Musk had reportedly sought to take complete control of OpenAI to steer its development, a move that was rejected by other leaders. He departed and later founded xAI with the stated goal of creating a safer, more truthful alternative to what he saw as OpenAI’s dangerous path.
The rivalry has since spilled into the courts. Musk is currently suing OpenAI, alleging it abandoned its founding, non-profit mission for humanity’s benefit by partnering with Microsoft and pursuing a closed-source, for-profit model.
At the heart of the legal conflict is the “founding agreement” and the initial goal of creating an open-source, non-profit counterweight to Google. Musk alleges this core promise was broken for profit. OpenAI has countered by publishing previously undisclosed internal emails, showing Musk himself pushed for a for-profit structure.

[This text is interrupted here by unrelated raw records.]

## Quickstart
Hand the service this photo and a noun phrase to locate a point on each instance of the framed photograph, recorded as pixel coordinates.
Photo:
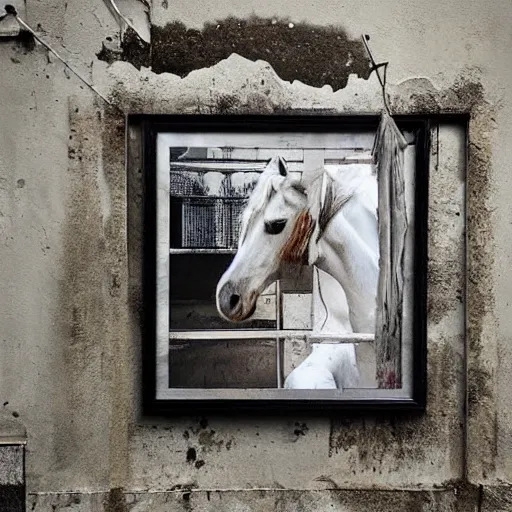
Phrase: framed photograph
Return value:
(267, 275)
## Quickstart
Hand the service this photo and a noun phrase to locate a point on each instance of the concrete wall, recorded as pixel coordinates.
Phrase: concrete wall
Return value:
(70, 366)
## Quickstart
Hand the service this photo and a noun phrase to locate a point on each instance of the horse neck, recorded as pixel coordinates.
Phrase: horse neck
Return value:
(349, 259)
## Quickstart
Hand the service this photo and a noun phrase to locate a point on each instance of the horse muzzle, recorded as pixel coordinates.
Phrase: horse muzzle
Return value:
(231, 303)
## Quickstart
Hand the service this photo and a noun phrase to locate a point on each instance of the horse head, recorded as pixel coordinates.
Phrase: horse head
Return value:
(275, 231)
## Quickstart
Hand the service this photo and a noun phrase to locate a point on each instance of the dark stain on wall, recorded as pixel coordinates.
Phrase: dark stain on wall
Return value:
(315, 55)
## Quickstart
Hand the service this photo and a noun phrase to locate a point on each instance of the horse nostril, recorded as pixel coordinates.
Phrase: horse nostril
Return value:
(233, 301)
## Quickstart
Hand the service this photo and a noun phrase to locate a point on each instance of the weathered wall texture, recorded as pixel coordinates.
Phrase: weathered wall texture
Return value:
(70, 367)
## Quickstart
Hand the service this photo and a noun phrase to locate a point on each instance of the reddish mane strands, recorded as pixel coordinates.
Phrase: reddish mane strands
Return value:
(296, 248)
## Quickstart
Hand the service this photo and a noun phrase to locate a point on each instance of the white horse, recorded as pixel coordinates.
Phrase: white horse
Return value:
(329, 221)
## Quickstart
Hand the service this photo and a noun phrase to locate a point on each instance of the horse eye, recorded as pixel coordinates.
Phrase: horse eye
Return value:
(275, 227)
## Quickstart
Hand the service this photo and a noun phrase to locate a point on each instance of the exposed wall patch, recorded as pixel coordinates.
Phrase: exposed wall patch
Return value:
(313, 54)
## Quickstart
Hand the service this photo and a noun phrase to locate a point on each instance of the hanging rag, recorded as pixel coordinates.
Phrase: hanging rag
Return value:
(388, 156)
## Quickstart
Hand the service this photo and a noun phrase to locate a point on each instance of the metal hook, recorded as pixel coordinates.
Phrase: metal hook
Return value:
(375, 67)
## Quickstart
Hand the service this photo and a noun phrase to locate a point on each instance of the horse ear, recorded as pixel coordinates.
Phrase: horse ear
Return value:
(282, 167)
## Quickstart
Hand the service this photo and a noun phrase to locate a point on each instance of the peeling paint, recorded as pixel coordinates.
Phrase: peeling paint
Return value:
(315, 55)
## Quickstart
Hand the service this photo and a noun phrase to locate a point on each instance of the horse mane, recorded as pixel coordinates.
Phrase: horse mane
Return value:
(325, 197)
(296, 248)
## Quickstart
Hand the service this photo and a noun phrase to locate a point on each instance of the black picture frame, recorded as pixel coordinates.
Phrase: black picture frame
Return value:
(151, 126)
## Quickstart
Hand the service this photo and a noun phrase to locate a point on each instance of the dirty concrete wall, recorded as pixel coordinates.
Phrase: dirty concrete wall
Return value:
(70, 366)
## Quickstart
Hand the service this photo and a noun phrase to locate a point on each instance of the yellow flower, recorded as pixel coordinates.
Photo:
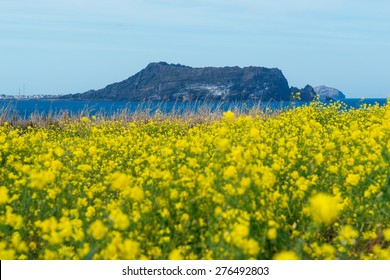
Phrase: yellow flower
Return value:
(4, 198)
(272, 233)
(386, 234)
(175, 254)
(352, 179)
(98, 230)
(230, 172)
(286, 255)
(348, 235)
(324, 209)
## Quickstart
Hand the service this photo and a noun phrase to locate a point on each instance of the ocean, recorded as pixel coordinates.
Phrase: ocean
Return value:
(25, 108)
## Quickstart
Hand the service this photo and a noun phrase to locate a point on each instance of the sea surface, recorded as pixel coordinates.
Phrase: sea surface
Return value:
(25, 108)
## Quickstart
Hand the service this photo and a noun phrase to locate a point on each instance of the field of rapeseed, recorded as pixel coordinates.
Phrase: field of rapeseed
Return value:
(311, 182)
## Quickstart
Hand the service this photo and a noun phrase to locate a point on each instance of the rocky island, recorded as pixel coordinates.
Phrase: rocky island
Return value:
(169, 82)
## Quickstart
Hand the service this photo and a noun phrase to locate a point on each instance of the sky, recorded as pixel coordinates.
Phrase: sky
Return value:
(71, 46)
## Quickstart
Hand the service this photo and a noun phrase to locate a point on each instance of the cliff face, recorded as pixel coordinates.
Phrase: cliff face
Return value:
(163, 81)
(328, 93)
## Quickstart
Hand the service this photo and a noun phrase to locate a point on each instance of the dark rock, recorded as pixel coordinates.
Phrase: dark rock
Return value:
(306, 94)
(163, 81)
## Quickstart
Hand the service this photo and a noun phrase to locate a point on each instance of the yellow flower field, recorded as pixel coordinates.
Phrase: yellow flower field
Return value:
(311, 182)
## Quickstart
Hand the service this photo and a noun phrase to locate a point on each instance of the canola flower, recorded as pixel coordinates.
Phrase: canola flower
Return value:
(307, 183)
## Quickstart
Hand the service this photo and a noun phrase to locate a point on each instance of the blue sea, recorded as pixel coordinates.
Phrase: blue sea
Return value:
(25, 108)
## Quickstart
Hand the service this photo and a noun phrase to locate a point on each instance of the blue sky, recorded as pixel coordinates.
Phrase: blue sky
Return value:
(69, 46)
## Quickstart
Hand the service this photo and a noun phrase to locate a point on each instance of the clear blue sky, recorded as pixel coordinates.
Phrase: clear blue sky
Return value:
(70, 46)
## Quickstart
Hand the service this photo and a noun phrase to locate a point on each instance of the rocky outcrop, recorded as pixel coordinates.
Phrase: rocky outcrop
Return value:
(163, 81)
(307, 93)
(327, 93)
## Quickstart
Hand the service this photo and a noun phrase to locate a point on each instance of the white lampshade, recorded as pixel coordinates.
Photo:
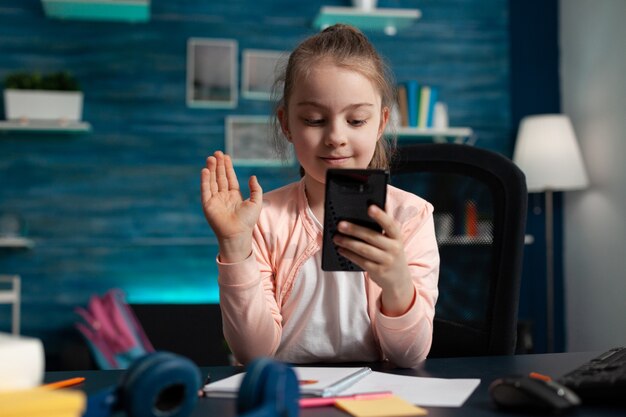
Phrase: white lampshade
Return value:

The company is countersuing Musk, accusing him of interfering with its business and engaging in unfair competition. This legal battle forms a bitter backdrop to the ongoing competition for talent, resources, and market dominance in the generative AI space.
This hiring spree is therefore more than a simple recruitment win; it’s a strategic power play. By fortifying its infrastructure team with talent from its biggest rivals, OpenAI is betting that the race for AGI will be won in the data center, while simultaneously tweaking its most vocal critic.
An OpenAI spokesperson, Hannah Wong, confirmed the new additions, stating, “we’re excited to welcome these new members to our scaling team.” The company’s focus remains on accelerating its mission to build and deploy beneficial AI, a mission it now pursues with key personnel formerly dedicated to its chief competitor’s vision.